Wait until you see how to check Bedrock usage in AWS.

(While you can certainly try to use CloudWatch, it’s not exact. Your other options are “Wait for the bill” or log all Bedrock invocations to CloudWatch/S3 and aggregate there)

jacob019 · 2025-05-04T14:20:23 1746368423

Except that the OpenAI compatible endpoint isn't actually compatible. Doesn't support string enum values for function calls and throws a confusing error. Vertex at least has better error messages. My solution, just use text completions and emulate the tool call support client side, validate the responses against the schema, and retry on failure. It rarely has to retry and always works the 2nd time even without feedback.

ashu1461 · 2025-05-04T15:17:33 1746371853

There is also no way to over-write content moderation settings, and half of the responses you generate via open ai endpoint end up being moderated.

fzysingularity · 2025-05-04T15:07:53 1746371273

Vertex AI is essentially equivalent to Azure OpenAI - enterprise-ready, with HIPAA/SOC2 compliance and data-privacy guarantees.

FWIW OpenAI compatibility only gets you so far with Gemini. Gemini’s video/audio capabilities and context caching are unparalleled and you’ll likely need to use their SDKs instead to fully take advantage of them.

minimaxir · 2025-05-04T00:18:55 1746317935

Vertex AI is essentially a rebranding of their more enterprise platform on GCP, nothing explicitly "new."

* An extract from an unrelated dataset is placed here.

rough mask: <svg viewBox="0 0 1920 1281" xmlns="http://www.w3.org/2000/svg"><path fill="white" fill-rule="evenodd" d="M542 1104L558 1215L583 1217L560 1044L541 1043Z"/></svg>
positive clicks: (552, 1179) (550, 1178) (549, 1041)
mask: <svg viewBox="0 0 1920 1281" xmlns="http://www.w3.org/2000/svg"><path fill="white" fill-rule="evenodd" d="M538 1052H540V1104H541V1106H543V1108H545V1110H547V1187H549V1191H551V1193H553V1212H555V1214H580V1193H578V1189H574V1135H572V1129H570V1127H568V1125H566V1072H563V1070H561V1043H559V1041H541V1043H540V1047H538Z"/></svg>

ashu1461 · 2025-05-04T15:19:16 1746371956

Have to work hard to figure out the difference between

- Vertex AI

- AI Studio

- Gemini

- Firebase Gen AI

hustwindmaple1 · 2025-05-04T22:50:49 1746399049

If you are not a paying GCP user, there is really no point to even look at Vertex AI.

Just stick with AI Studio and the free developer AI along with it; you will be much much happier.

egamirorrim · 2025-05-04T07:30:35 1746343835

I use Vertex because that's the one that makes enterprise security people happy about how our datas handled.

Do Google use all the AI studio traffic to train etc?

sunaookami · 2025-05-04T07:50:01 1746345001

Not if you have billing enabled: https://ai.google.dev/gemini-api/docs/pricing

logankilpatrick · 2025-05-11T19:23:18 1746991398

This is correct, "When you activate a Cloud Billing account, all use of Gemini API and Google AI Studio is a "Paid Service" with respect to how Google Uses Your Data, even when using Services that are offered free of charge, such as Google AI Studio and unpaid quota of Gemini API."

kmod · 2025-05-04T16:52:37 1746377557

There are a few conditions that take precedence over having-billing-enabled and will cause AI Studio to train on your data. This is why I personally use Vertex

KTibow · 2025-05-04T01:50:11 1746323411

Vertex is the enterprise platform. It also happens to have much higher rate limits, even for free models.